Support Persons: [withheld]


  1. Mr Arnopp was sentenced to life imprisonment for murder in 2008.  In 2011, he was convicted of an assault in prison.  He is 35 years of age; this is the first time he has appeared before the Parole Board on this charge.  He has five pages of previous convictions, including property offending and violence.  He offended regularly over the years leading to the murder.
  2. We did not have a full set of facts relating to the murder, it seems that he and a friend visited the victim, there was a heavy use of drugs and alcohol and eventually the victim was beaten to death and was then subsequently mutilated in a concerning way.

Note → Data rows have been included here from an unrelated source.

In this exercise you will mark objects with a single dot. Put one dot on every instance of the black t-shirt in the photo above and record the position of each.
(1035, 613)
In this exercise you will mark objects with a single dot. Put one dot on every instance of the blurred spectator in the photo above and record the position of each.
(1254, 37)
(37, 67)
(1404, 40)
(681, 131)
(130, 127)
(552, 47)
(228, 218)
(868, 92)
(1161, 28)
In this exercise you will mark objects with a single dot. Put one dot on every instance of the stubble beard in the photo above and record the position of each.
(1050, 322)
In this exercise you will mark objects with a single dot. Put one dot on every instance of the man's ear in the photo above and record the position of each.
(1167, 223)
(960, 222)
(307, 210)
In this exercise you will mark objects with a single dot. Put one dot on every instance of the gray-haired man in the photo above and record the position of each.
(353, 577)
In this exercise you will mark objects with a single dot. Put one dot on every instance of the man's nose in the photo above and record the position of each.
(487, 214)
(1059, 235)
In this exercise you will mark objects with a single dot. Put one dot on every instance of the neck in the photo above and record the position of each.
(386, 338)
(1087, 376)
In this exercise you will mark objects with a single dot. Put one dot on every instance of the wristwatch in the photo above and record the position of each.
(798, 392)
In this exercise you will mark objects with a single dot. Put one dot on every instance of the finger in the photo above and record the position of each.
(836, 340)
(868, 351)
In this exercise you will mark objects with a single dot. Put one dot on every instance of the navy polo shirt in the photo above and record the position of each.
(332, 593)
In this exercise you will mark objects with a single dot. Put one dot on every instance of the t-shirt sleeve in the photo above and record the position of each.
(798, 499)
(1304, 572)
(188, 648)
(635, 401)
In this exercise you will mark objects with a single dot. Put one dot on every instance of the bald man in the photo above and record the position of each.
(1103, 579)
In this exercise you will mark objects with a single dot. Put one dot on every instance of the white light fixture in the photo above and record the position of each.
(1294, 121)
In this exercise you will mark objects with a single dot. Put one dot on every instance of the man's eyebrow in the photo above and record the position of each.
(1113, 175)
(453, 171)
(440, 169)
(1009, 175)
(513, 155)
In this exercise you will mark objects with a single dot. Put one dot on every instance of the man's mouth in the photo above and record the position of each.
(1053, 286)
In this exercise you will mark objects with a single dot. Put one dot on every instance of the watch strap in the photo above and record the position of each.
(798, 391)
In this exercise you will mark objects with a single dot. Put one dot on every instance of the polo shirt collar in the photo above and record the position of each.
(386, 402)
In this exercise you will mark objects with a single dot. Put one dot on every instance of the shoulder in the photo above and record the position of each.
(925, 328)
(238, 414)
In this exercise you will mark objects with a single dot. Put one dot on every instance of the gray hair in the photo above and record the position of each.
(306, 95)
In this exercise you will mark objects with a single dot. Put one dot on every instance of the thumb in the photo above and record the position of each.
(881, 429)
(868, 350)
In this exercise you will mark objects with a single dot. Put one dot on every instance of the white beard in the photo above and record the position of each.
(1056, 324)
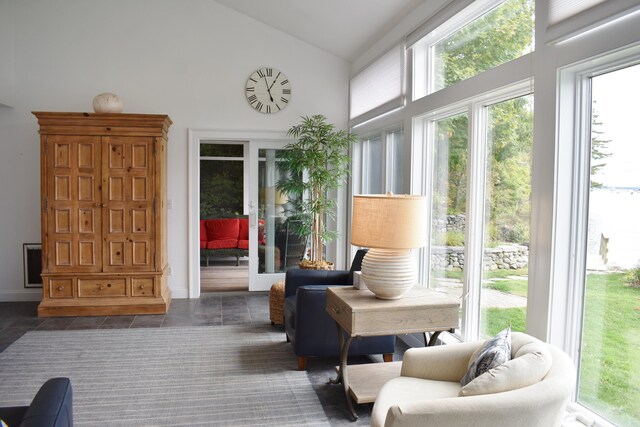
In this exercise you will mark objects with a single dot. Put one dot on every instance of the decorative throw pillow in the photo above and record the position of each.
(492, 353)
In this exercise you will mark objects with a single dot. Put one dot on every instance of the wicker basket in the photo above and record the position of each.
(276, 303)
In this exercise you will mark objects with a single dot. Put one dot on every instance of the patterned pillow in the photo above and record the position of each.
(492, 353)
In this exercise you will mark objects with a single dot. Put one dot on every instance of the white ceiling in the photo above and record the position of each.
(345, 28)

  3. As to the current position, we have a psychological report, Mr Arnopp’s behaviour in prison has been overall good.  The psychologist noted that he has minimised some of his violence.
  4. He had an [withheld] and with others. However there have been supportive family members, including [withheld], who we talked to today, but we cannot stress enough the [withheld].  When he first came to prison, he had a large number of misconducts, some 38 with the last in March 2021.
  5. Since that time, he does seem to have turned his life around somewhat and it is appropriate to record that the last aggressive misconduct was back in 2016.  He completed the STURP programme in 2019 and made good progress. He had good insights into his conduct, but he needed further work on his maladaptive coping, and he was still assessed at being a high risk of violent reoffending.  At that stage, he was referred for the Drug Treatment Programme, as well as further one on one counselling.  Unfortunately, he became isolated, did not cope well and exited both the DTP and withdrew from the one-on-one counselling.
  6. Since his transfer to Whanganui in June, however, things have considerably improved. Mr Arnopp has been able to finish the Drug Treatment Programme, very much to his credit. He is now undertaking further one-to-one counselling.  Currently, it will likely end by late December 2021.  We express our surprise about that relatively early end of counselling [withheld] has played in his violent offending.
  7. He is also now turned toward reintegration and self-care. We think it important now he have a significant period of re-integrative testing.  This is particularly so given his long history of criminal offending and it is also because he has spent a significant period of time in prison and his improved behaviour and commitment to rehabilitation is still only relatively recent.
  8. We will see him again by the end of August 2022 to review the position. We understand that he may apply for release to [withheld] in the longer term.
  9. We hope that he is able to obtain some form of Release to Work and is also able to have guided releases into the community to test what he has learned.  In the meantime, he remains an undue risk.